Permettete, ma davanti ad immagini come questa ci si può ancora, legittimamente, emozionare. Questa è Caronte, la luna più grande di Plutone.

I satelliti naturali di questo pianetino sono ben cinque. Caronte è stato scoperto soltanto nel 1978 e forma quasi un sistema binario con il piccolo pianeta (la sua massa è circa un ottavo rispetto a Plutone), mentre gli altri quattro sono decisamente più piccoli.

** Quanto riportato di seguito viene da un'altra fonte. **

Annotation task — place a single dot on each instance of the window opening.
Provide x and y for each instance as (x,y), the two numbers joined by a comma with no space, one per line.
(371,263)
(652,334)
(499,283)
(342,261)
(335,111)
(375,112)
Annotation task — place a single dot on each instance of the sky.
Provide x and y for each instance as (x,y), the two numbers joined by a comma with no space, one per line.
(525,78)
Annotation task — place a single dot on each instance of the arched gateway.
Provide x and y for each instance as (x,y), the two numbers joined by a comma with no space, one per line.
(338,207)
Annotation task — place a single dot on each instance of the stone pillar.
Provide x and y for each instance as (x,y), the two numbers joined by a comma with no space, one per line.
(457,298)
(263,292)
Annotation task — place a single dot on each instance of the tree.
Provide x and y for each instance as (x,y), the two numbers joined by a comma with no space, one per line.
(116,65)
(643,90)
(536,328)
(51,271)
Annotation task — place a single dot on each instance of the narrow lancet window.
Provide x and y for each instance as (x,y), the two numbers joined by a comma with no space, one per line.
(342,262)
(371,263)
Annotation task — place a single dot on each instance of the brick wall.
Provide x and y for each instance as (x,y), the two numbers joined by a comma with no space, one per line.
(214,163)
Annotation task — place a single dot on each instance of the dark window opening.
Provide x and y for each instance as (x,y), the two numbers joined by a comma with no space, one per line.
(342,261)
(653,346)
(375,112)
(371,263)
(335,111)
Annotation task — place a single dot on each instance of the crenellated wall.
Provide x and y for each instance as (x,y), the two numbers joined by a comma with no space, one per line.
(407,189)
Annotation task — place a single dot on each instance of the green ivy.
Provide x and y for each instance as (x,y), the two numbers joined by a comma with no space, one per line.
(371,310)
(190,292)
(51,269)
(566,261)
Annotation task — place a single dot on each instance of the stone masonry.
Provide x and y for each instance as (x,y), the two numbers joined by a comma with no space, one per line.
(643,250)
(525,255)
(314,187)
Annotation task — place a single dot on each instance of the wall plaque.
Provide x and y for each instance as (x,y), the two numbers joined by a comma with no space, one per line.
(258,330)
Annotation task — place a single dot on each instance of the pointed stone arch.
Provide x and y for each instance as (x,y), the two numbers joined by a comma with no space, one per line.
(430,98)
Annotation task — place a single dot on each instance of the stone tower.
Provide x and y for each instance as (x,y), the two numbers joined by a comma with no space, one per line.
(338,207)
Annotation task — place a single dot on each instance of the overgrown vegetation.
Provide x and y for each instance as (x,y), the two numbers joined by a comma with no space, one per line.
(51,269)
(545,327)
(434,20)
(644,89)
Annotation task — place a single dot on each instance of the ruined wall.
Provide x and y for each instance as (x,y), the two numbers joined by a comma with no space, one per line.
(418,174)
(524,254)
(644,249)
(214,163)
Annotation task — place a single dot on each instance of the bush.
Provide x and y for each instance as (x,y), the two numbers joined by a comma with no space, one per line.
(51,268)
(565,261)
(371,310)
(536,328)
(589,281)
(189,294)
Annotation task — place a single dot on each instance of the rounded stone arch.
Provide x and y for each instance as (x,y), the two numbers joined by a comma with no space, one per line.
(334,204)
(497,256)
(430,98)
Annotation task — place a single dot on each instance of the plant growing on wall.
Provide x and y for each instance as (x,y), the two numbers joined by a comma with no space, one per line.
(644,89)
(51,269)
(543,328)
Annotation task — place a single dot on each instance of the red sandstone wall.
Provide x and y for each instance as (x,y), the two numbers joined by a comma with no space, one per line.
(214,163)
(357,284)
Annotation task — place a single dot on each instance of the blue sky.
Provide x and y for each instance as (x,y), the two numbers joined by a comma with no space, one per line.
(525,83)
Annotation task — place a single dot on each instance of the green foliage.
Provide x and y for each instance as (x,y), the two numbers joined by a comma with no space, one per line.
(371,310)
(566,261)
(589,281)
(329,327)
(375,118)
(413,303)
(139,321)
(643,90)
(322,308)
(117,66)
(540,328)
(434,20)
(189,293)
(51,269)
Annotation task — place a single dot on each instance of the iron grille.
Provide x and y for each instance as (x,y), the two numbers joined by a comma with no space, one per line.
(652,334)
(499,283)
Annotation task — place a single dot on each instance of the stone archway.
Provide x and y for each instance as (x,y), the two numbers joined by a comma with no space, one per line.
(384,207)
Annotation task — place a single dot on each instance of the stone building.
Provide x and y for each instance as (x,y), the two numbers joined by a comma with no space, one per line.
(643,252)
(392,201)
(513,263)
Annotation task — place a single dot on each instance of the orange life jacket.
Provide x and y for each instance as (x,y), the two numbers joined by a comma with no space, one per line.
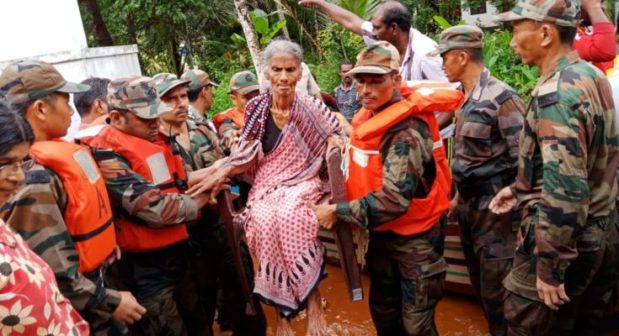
(88,214)
(365,167)
(237,117)
(159,166)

La luna di Plutone chiamata Caronte, vista dalla sonda New Horizons
Crediti: NASAJohns Hopkins Univ./APLSouthwest Research InstituteU.S. Naval Observatory

La meraviglia viene dal fatto di poter ammirare una immagine per ottenere la quale ci sono voluti dieci anni di viaggio della sonda New Horizons, una immagine acquisita quando la sonda era ad appena 1200 chilometri dalla superficie di Caronte (la distanza media tra Terra e Plutone si aggira intorno ai cinque miliardi di chilometri). Questa immagine in un certo senso porta all’esistenza la luna Caronte, ci permette di “risolverla” come un corpo celeste di cui ci si può occupare. Possiamo vederla, capire come è fatta, seguire le sue variazioni di colore con una risoluzione che scende addirittura sotto i tre chilometri! Perfino Hubble, può fare ben poco se si tratta di Caronte, come abbiamo visto.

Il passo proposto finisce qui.